Transporte de mercadorias. Ocorrência de roubo, inexistente seguro. Cláusula de não indenizar.
Tribunal de Justiça de São Paulo - TJSP
Transporte de mercadorias. Ocorrência de roubo, inexistente seguro. Cláusula de não indenizar, porém, cuja validade se admite, na hipótese, já que inexistente hipossuficiência ou vulnerabilidade na proprietária das mercadorias, previamente comunicada de que deveria providenciar o seguro da carga. Compensação com o transporte de outras mercadorias inadmissível, mantida a higidez das duplicatas de prestação de serviços então emitidas. Apelo improvido.
ACÓRDÃO
Vistos, relatados e discutidos estes autos de Apelação nº 991.05.007965-5, da Comarca de São Paulo, em que é apelante CDI BRASIL COML LTDA sendo apelado ENTREGADORA SANTANA S/C LTDA.
ACORDAM, em 11ª Câmara de Direito Privado do Tribunal de Justiça de São Paulo, proferir a seguinte decisão: "NEGARAM PROVIMENTO AO RECURSO. V. U.", de conformidade com o voto do Relator, que integra este acórdão.
O julgamento teve a participação dos Desembargadores GILBERTO DOS SANTOS (Presidente sem VOto), GIL COELHO E RENATO RANGEL DESINANO.

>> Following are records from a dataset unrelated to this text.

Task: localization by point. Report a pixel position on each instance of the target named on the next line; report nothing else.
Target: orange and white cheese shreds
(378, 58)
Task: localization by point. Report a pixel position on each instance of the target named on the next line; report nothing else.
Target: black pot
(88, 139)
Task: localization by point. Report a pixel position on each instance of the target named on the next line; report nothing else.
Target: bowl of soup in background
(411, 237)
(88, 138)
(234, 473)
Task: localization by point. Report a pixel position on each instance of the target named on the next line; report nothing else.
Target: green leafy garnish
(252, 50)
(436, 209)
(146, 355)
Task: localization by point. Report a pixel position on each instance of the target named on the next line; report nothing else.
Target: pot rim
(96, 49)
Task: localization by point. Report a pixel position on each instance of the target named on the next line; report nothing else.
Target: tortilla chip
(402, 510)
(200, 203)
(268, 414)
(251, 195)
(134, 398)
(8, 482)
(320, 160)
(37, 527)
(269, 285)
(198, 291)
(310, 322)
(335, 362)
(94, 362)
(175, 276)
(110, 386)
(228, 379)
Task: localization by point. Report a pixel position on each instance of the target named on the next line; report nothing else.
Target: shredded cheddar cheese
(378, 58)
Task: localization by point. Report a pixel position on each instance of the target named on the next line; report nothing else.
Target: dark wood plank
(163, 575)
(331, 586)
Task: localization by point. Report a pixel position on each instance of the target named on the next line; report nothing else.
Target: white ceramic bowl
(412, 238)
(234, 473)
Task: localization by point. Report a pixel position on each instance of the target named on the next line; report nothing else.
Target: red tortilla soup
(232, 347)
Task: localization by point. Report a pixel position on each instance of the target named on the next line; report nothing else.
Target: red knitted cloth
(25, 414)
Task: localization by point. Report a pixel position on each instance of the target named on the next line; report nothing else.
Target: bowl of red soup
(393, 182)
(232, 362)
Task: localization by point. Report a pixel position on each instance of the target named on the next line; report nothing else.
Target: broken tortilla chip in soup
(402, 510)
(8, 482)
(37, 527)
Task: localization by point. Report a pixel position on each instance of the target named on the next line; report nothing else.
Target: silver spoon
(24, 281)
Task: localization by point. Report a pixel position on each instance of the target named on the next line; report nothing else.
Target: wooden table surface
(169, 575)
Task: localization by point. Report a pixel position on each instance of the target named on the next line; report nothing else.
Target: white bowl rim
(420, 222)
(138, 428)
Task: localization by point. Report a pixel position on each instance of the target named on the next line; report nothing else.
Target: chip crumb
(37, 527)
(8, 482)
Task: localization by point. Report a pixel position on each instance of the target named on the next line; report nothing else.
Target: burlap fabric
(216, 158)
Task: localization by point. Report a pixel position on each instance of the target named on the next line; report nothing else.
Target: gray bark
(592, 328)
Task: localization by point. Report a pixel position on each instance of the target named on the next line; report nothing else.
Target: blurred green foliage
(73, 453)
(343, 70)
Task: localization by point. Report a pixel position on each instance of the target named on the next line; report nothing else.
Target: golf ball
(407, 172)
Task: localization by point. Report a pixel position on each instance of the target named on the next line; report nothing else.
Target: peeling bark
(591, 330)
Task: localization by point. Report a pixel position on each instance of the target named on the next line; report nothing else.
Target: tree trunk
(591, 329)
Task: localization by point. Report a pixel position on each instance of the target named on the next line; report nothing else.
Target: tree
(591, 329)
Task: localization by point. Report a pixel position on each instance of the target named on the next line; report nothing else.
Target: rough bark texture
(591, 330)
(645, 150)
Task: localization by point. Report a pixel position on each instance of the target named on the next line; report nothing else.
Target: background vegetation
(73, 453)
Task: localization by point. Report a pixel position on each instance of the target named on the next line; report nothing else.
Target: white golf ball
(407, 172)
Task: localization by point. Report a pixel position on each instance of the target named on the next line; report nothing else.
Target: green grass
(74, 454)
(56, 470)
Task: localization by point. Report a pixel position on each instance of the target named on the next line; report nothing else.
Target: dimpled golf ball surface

São Paulo, 04 de fevereiro de 2010.
SOARES LEVADA - RELATOR
COMARCA DE SÃO PAULO - 1ª VARA CÍVEL DO FORO REGIONAL DE SANTANA
APELANTE: CDI BRASIL COML LTDA
APELADO: ENTREGADORA SANTANA S/C LTDA
VOTO Nº 13131
1. A r. sentença lançada monocraticamente considerou imprópria cumulação entre pedidos de inexigibilidade de títulos e indenização relativa a mercadorias roubadas, julgando improcedente a demanda. Apela a autora, insistindo em que, tendo-se valido dos serviços de entrega da ré, e tendo tido roubadas suas mercadorias, tem direito a ser indenizada no valor respectivo, já que a ré não segurou a carga; defende a possibilidade de cumulação desse pedido com o de compensação com o valor de outros serviços de transporte realizados pela ré, de montante menor - e que levaram à emissão de duplicatas enviadas a protesto pela ré. Preparo regular. Contrarrazões pelo improvimento.
É o relatório.
Fundamento e decido.
2. Muito mais importante do que verificar o suposto conteúdo impróprio da cumulação pretendida era resolver desde logo as duas questões postas nos autos e que se confundem, sim, com o devido respeito: o transporte de mercadorias no valor de R$ 13.102,25, em face das quais ocorreu o roubo, e o protesto que se quer indevido em razão do anterior roubou, relativo a duplicatas no valor total de R$ 871,02. Busca-se a compensação entre tais valores, o das mercadorias roubadas - e para as quais a ré não providenciou seguro, nada obstante sua atividade de risco - e o referente a outras mercadorias transportadas que, inadimplidas, levaram ao encaminhamento dos títulos correspondentes a protesto.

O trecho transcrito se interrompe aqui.